Читать книгу "Маски духа - Ефим Бершин"
Шрифт:
Интервал:
Закладка:
Утром – будто меня пьяный крокодил выблевал. Хорошо, Алшутов подхватил да в баню отвел, к похмельным лесорубам. Разделся я, посмотрел в зеркало – боже! Будто сосна с лесоповала – морда запеклась, тело все надпиленное. И голоса нет. Хорошо еще сучкорубы не успели поработать, руки-ноги на месте. Сел я тогда на лавку, голый, тощий, и завыл сквозь зубы.
* * *
Завыл я, значит, сквозь зубы, потому что понял: дома опять нет, жены нет, любовь кончена, партийные меня пасут, и даже пожаловаться некому. А кому жаловаться? Некому. У кого власть-то? И тогда я подумал и решил от полной моей безысходности написать жалобное письмо царю Соломону. Почему царю Соломону? А черт его знает. Захотелось, и все. И я написал:
«Ваше Величество царь Иудейский, нарцисс Саронский и лилия долин!

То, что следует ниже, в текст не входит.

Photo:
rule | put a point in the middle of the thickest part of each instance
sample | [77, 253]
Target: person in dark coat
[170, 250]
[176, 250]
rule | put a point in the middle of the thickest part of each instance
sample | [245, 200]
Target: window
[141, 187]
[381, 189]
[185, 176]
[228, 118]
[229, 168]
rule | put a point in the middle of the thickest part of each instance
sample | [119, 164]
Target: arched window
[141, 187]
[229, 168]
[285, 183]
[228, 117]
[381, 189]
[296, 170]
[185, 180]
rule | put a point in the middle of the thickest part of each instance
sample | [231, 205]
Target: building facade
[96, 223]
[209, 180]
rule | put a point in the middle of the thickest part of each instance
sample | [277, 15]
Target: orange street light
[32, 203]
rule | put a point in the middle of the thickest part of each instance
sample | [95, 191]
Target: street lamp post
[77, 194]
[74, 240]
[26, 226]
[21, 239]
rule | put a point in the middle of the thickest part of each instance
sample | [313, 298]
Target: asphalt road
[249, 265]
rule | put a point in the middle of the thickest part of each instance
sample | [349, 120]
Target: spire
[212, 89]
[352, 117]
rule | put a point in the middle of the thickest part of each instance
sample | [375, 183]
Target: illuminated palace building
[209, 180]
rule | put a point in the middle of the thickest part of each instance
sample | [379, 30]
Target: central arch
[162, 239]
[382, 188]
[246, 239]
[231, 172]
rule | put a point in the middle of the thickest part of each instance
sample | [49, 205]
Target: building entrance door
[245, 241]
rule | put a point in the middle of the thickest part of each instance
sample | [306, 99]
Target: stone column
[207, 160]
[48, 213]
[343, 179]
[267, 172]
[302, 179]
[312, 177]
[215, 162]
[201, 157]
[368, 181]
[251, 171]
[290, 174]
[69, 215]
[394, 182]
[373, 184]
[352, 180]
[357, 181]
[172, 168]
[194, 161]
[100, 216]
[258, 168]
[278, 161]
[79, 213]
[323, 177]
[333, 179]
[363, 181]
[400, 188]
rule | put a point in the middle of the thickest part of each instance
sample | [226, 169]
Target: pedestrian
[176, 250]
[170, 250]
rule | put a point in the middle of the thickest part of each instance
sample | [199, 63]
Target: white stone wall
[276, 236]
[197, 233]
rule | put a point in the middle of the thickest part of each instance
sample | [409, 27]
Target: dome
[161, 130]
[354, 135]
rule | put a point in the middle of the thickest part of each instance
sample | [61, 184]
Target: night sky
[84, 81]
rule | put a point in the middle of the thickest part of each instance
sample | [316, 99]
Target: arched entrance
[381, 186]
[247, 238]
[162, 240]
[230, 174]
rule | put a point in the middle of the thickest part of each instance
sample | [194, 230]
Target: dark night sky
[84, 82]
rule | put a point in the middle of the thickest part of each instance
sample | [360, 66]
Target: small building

Не прошу твоего снисхождения, ни палат в Иерусалиме, ни верблюдов для странствий моих. Но было тобою сказано: «Что лилия между терниями, то возлюбленная моя между девицами». А моя возлюбленная – терн между лилиями, дочка иудина. Стукачей навела, сука благовонная. Как ты велел, подкрепил я ее вином, освежил яблоками. И сидел в тени ее любви, как последний идиот. И видел периферическим зрением, что смоковницы распустили свои почки, и говорю, как ты велел: встань, возлюбленная моя, прекрасная моя, выйди. А она сидит. И блаженными устами своими кушает нектар воркутинский.
Встал я, как ты велел, пошел по городу, по улицам и площадям и искал ту, которую любит душа моя. Искал я ее и не нашел ее. И встретили меня стражники, и спросил я у них, не видали ли они ту, которую любит душа моя. А эти партийные гниды избили меня, изранили меня. И пилой пилили, как будто я кедр ливанский. А на ложе моем ночью, как ты велел, искал я ту, которую любит душа моя, искал ее и не нашел ее. Наверно, уже пошла с Толиком. Голова его – чистое золото, кудри его волнистые, черные, как ворон. Это он сжег Храм (культуры).
И вот сижу я в банях благовонных на лавке резной, среди других патрициев, и плачу, как на холмах Ерусалимских. Голый, как младенец, и чистый, как чистый ангел. И слышу голос твой: «Беги, возлюбленный мой, будь подобен серне или молодому оленю на горах бальзамических». А куда бечь-то? Они мне и уйти-то не дадут. Хвост на мне.
Но все ж бегу, как ты велел, бездомный и ненужный, как вчерашняя заря над пустыней. И только небо манит меня приютом странника.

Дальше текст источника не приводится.